Guava cache源码解析之构造缓存器

guava cache使用介绍

guava cache是目前最长用的本地缓存，可以把它看成是增加了一些额外功能的ConcurrentHashMap，也是线程安全的本地缓存。

使用示例

 @Test
    public void testLoad() throws Exception{
        LoadingCache<String,Object> loadingCache= CacheBuilder.newBuilder()
                .maximumSize(100)
                .expireAfterWrite(10, TimeUnit.MINUTES)
                .removalListener(notification -> {
                    System.out.println(notification.getValue() +
                            " is removed at:"+System.currentTimeMillis()/1000);
                })
                .build(new CacheLoader<String, Object>() {
            @Override
            public Object load(String key) throws Exception {
                System.out.println("load value for key:"+key);
                return key+"";
            }
        });
        //第一次查询会执行cache的load方法,第二次直接从缓存获取
        System.out.println(loadingCache.get("key1"));
        System.out.println(loadingCache.get("key1"));
    }

可以看到缓存器的构建没有使用构造器而是构建器模式，构建器模式是存在多个可选参数时最合适的一种配置参数的方式。接下来我们具体来看看缓存器到底是怎么完成构建的。

源码分析

在上面构造缓存器的第一步是构造CacheBuilder，我们来看看CacheBuilder的一些属性：

private static final int DEFAULT_INITIAL_CAPACITY = 16;//用于计算每个Segment中的hashtable的大小
    private static final int DEFAULT_CONCURRENCY_LEVEL = 4;//用于计算有几个Segment
    private static final int DEFAULT_EXPIRATION_NANOS = 0;//默认的缓存过期时间
    
    static final int UNSET_INT = -1;
    
    int initialCapacity = UNSET_INT;//用于计算每个Segment中的hashtable的大小
    int concurrencyLevel = UNSET_INT;//用于计算有几个Segment
    long maximumSize = UNSET_INT;//cache中最多能存放的缓存entry个数
    long maximumWeight = UNSET_INT;
    
    Strength keyStrength;//键的引用类型（strong、weak、soft）
    Strength valueStrength;//值的引用类型（strong、weak、soft）

    long expireAfterWriteNanos = UNSET_INT;//缓存超时时间（起点：缓存被创建或被修改）
    long expireAfterAccessNanos = UNSET_INT;//缓存超时时间（起点：缓存被创建或被修改或被访问）

CacheBuilder-->newCacheBuilder()：创建一个CacheBuilder实例：

/**
     * 采用默认的设置（如下）创造一个新的CacheBuilder实例
     * 1、strong keys
     * 2、strong values
     * 3、no automatic eviction of any kind.
     */
    public static CacheBuilder<Object, Object> newBuilder() {
        return new CacheBuilder<Object, Object>();//new 一个实例
    }

接下里使用build模式指定一些属性值比如cache中最多能放置的entry个数：maximumSize,和超时时间： expireAfterWriteNanos。

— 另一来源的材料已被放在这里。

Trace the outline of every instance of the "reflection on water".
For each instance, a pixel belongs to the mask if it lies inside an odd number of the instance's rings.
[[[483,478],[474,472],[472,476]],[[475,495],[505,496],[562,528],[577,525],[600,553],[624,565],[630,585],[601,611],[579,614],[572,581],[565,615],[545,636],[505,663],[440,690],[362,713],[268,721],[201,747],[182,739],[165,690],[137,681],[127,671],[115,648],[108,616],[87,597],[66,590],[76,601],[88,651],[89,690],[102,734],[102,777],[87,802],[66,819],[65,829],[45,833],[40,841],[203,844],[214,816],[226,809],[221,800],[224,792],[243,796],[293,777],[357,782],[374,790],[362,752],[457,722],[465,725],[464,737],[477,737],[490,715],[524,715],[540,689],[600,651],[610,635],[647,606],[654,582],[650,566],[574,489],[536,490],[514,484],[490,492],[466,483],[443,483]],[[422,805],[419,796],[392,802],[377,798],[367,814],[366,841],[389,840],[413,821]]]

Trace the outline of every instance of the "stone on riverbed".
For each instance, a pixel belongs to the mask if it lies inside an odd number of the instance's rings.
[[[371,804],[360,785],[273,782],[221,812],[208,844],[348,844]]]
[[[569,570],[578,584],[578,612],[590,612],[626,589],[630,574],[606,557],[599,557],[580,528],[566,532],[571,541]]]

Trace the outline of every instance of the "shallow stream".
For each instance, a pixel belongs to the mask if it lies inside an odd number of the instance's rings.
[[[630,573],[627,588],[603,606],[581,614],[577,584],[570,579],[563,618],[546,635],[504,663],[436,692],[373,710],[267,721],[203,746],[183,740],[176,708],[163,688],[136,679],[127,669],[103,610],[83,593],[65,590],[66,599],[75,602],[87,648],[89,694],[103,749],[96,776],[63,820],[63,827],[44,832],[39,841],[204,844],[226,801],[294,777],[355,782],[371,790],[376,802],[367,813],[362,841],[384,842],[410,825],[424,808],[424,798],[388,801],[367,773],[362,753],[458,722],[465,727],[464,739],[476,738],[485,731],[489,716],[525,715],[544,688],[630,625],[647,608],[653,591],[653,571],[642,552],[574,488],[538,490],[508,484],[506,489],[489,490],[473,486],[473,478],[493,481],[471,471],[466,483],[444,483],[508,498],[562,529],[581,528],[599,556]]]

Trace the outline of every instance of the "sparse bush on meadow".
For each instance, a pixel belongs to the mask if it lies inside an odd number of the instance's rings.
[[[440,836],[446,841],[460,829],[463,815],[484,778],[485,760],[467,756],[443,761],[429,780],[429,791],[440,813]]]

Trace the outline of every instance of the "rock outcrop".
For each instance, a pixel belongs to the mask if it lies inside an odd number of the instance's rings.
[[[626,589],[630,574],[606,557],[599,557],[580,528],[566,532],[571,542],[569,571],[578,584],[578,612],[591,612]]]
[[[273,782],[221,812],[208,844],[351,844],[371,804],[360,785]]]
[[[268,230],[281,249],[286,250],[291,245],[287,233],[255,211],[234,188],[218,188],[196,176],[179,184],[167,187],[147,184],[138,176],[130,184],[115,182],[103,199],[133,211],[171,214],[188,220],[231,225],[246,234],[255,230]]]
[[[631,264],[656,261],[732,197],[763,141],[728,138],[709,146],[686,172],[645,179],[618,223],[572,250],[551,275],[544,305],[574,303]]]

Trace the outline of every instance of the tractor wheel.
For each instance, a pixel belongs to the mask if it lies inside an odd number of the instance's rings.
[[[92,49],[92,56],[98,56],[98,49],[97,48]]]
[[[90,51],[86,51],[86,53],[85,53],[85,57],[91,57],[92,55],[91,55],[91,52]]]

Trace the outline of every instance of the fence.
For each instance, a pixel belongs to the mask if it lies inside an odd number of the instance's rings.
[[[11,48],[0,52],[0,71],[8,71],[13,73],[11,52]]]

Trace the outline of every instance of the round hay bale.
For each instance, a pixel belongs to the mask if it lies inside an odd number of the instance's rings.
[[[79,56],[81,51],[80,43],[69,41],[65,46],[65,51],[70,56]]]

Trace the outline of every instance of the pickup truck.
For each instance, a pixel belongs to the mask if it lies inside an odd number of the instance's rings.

CacheBuilder-->maximumSize(long size)

/**
     * 指定cache中最多能存放的entry（key-value）个数maximumSize
     * 注意：
     * 1、在entry个数还未达到这个指定个数maximumSize的时候，可能就会发生缓存回收
     * 上边这种情况发生在cache size接近指定个数maximumSize，
     * cache就会回收那些很少会再被用到的缓存（这些缓存会使最近没有被用到或很少用到的），其实说白了就是LRU算法回收缓存
     * 2、maximumSize与maximumWeight不能一起使用，其实后者也很少会使用
     */
    public CacheBuilder<K, V> maximumSize(long size) {
        /* 检查maximumSize是否已经被设置过了 */
        checkState(this.maximumSize == UNSET_INT,
                   "maximum size was already set to %s", 
                   this.maximumSize);
        /* 检查maximumWeight是否已经被设置过了（这就是上边说的第二条）*/
        checkState(this.maximumWeight == UNSET_INT,
                   "maximum weight was already set to %s", 
                   this.maximumWeight);
        /* 这是与maximumWeight配合的一个属性 */
        checkState(this.weigher == null,
                   "maximum size can not be combined with weigher");
        /* 检查设置的maximumSize是不是>=0，通常不会设置为0，否则不会起到缓存作用 */
        checkArgument(size >= 0, "maximum size must not be negative");
        this.maximumSize = size;
        return this;
    }

注意这里是设置整个cache对多可存放的entry个数，而不是每个segment。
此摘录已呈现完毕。